In sight there was no object to guide me. I paused in my steps, and listened for a sound.

For some seconds there was a profound silence, unbroken even by the groans of the wounded, some of whose voices were, perhaps, now silent in death. The wolves, too, had suspended their hideous howlings, as though their quest for prey had ended, and they were busily banqueting on the dead.

The stillness produced a painful effect, even more than the melancholy sounds that had preceded it I almost longed for their renewal.

A short while only did this irksome silence continue. It was terminated by the voice I had before heard, this time in the utterance of a different speech.

Soy moriendo! Lola—Lolita! a ver te nunca mas en este mundo!” (I am dying, Dolores—dear Dolores! never more shall I see you in this world!)

Nunca mas en este mundo!” came the words rapidly re-pronounced, but in a voice of such different intonation as to preclude the possibility of mistaking it either for an echo or repetition by the same speaker.

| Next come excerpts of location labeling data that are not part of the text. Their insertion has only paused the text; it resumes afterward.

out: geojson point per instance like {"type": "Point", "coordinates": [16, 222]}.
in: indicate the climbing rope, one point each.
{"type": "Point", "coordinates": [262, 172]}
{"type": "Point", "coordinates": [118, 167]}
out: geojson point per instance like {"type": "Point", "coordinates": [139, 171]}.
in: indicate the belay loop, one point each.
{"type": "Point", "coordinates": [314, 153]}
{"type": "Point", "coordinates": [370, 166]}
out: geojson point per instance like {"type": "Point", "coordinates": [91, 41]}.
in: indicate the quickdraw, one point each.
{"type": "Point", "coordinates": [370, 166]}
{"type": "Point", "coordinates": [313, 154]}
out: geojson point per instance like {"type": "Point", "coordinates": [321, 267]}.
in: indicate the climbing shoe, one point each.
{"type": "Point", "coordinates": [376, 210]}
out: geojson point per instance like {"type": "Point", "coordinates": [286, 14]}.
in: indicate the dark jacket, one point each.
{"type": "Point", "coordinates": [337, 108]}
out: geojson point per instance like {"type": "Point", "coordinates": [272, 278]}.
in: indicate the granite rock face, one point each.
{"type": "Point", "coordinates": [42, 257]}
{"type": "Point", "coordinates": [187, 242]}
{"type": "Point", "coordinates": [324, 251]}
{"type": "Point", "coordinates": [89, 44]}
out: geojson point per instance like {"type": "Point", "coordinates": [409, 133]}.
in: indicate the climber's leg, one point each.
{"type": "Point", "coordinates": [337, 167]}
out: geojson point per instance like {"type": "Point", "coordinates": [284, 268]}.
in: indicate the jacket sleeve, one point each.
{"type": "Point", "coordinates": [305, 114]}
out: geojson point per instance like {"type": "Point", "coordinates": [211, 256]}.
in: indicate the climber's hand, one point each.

“No, never!” continued the second voice, in the same tone, and in a similar patois. “Never again shall you look upon Lola—you, Calros Vergara, who have kept me from becoming her husband; who have poisoned her mind against me—”

“Ah! it is you, Rayas! What has brought you hither? Is it to torture a dying man?”

Carajo! I didn’t come to do anything of the kind. I came to assure myself that you were dying—that’s all. Vicente Vilagos, who has escaped from this ugly affair, has just told me you’d got a bit of lead through your body. I’ve sought you here to make sure that your wound was fatal—as he said it was.”

Santissima! O Ramon Rayas! that is your errand?”